T or Z? If $\sigma$ is unknown and we have to estimate it, use t. If we're not estimating $\sigma$, use z. That said, if you're estimating $\sigma$ and you have >30, you can use z too, since z approximates t when n > 30. If you're not sure, go with t, as it's more conservative and approaches z anyway with more data points.

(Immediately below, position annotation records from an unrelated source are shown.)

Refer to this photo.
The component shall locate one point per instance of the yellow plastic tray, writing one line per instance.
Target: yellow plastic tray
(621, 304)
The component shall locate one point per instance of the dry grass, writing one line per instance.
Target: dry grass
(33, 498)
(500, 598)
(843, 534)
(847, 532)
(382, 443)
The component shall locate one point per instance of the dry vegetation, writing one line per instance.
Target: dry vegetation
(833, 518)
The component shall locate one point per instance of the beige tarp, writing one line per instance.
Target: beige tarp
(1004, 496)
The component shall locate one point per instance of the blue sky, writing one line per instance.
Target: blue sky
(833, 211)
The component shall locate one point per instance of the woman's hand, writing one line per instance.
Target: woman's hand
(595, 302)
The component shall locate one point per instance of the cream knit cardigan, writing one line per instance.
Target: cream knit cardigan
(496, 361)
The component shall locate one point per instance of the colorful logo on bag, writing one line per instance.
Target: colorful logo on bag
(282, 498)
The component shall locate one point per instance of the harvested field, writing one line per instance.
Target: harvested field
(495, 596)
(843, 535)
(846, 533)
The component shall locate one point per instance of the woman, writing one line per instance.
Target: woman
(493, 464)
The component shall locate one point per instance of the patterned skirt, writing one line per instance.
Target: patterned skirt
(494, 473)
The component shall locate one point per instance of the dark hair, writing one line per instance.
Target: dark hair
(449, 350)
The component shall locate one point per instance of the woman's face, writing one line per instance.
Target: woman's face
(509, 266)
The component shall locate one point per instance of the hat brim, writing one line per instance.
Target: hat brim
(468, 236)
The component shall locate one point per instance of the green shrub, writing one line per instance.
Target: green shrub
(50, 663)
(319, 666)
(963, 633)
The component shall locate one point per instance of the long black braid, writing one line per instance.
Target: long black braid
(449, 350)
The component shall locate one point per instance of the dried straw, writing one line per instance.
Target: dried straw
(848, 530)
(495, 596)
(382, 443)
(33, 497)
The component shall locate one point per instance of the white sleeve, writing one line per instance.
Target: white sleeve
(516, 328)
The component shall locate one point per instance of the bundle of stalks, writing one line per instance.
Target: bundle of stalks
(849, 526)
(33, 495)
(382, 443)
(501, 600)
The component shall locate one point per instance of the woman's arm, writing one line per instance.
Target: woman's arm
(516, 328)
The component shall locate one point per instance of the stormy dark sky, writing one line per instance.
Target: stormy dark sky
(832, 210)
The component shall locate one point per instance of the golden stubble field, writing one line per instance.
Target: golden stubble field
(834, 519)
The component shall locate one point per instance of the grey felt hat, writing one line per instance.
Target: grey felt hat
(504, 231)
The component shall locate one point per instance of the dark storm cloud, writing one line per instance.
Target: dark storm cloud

http://rpsychologist.com/d3/tdist/ example

# One Sample Test of Population Mean

**Problem**: On average, a patient should take 20mg of Vinceadrine per day. A large drug company believes more Vinceadrine than this is consumed. They obtained anonimous drug data from 7 random patients and found that they consumed the following amounts of Vinceadrine: 20, 30, 25, 25, 30, 15, 40. Is there sufficient evidence to say that the amount consumed is higher?

Step 1 Define our hypotheses:

$H_0$: $\mu$ <= 20

$H_1$: $\mu$ > 20

Step 2 Determine the appropriate test and level of significance:

1-tailed test, $\alpha$ = 0.05

Step 3 Calculate our test statistic:

$t= \frac{\bar{x}-\mu}{\frac{s}{\sqrt{n}}}$

Step 4 Compare our test statistic to the critical value:

$t$ > critical value?

Step 5:

Depending on the results of our comparison between our test statistic and our critical value, we reject or fail to reject null hypothesis

In [12]:
import scipy.stats as scs
import numpy as np
numbers = [20, 30, 25, 25, 30, 15, 40]
mu = 20
alpha = 0.05
xbar = np.mean(numbers)
std = np.std(numbers, ddof=1)
n = len(numbers)
dof = n - 1
t_value = scs.t.ppf(1-alpha, dof)
t_stat = (xbar - mu)/(std/np.sqrt(n))

print("Degrees of freedom = {:d}".format(dof))
print("xbar = {:0.1f}".format(xbar))
print("Standard Deviation = {:0.3f}".format(std))
print("T-value = {:0.3f}".format(t_value))
print("T-statistic = {:0.3f}".format(t_stat))

reject = t_stat > t_value
print("The t-statistic is greater than the t-value: {}".format(reject))
print("We should " + ('' if reject else 'not ') + "reject the null hypothesis")

Degrees of freedom = 6
xbar = 26.4
Standard Deviation = 8.018
T-value = 1.943
T-statistic = 2.121
The t-statistic is greater than the t-value: True
We should reject the null hypothesis


# Another Sample Test of Population Mean

**Problem**: Let's say the received knowledge, status-quo understanding of the average IQ of DSI students is 100.  (IQ tests are designed so the population average is 100.)  But, we think that all our students are really smart and that perhaps the actual average IQ of a DSI 201 student is higher than 100.
To test this we randomly sample 5 students and find the following scores: 91,101,111,121,131.
Is there sufficient evidence to say that the average IQ is higher?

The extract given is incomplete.